Pedro Sánchez appoints outspoken critic of independence movement as foreign affairs minister

  • Former EU parliament president Josep Borrell will represent Spain's interests abroad

VilaWeb
VilaWeb / Catalan News Agency
19.06.2018 - 07:47
Actualització: 19.06.2018 - 09:47

New Spanish president Pedro Sánchez has chosen a veteran of the Socialist party to be his Minister of Foreign Affairs, the Catalan politician Josep Borrell. During Felipe González’s long reign at the helm of the Spanish government, from 1982 to 1996, Borrell was one of the Socialist government’s best-known faces. However, a failed attempt to lead the PSOE Socialist party saw him instead move to the European Parliament.

After serving as President of the European Parliament from 2004 until 2007, Borrell has maintained his political standing, which he has drawn on to openly criticise the Catalan independence movement. Some commentators claim that his promotion as head of foreign affairs, one of the most important posts in the cabinet, is unlikely to help smooth relations between Catalonia and Spain.

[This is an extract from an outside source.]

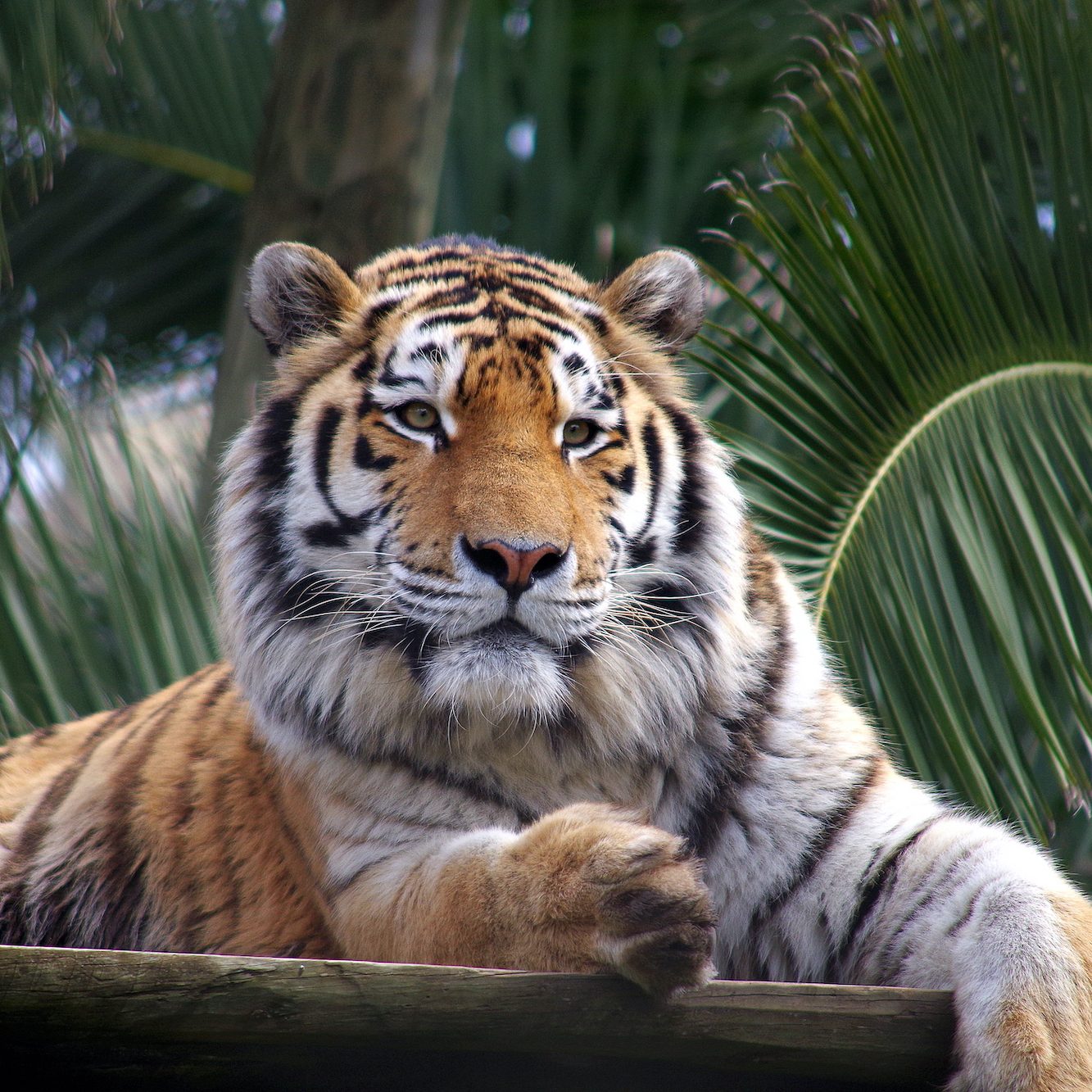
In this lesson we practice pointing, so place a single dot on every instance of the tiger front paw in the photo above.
(605, 892)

Borrell’s disapproval of Catalonia’s secessionist movement has led him to become an active participant in the events organized by Societat Civil Catalana, an entity that is fiercely opposed to Catalan independence. In fact, it was Borrell who coined a phrase that gained notoriety when he talked about “disinfecting” Catalonia of independence supporters, which even caused some critics from party colleagues.

Translation:

Stitching up the wounds is a good idea. They have to be stitched up. It’s true. This is a wounded society and it has to be cured. Before the wounds cklose, however, they have to be disinfected. Because, if they’re not disinfected, things rot. The social body has to be healed, so it has to be scrubbed well with disinfectant. A society cannot live if 40% or more of the people are convinced, right or wrong, that they would be better off outside. That cannot be. It’s a situation that’s too painful, too unstable (…)

Conflict of interests at the EUI

In 2012, Borrell was forced to resign as president of the European University Institute (EUI) in the face of allegations of a conflict of interest. At the time he was being paid €300,000 a year as a board member of the Spanish sustainable-energy company Abengoa, a post he had held since July 2009, when he left the European Parliament. The EUI apparently only became aware of this after comments in the Spanish press, but Borrell should have declared his financial interest to them.

Born in 1947 in Pobla de Segur, in the northeastern county of Pallars Jussà, Borrell began in local politics before joining the PSOE party and eventually rising to ministerial level. The highest position he held was Minister of Public Works in 1991 before he moved to Environment in 1993. After giving up on his ambitions to lead the party, Borrell made the move to Brussels in 2004, where he was elected head of the European chamber. Borrell has a doctorate in economic science from the Complutense University of Madrid but has also studied at the French Institute of Petroleum in Paris and Stanford University in the US.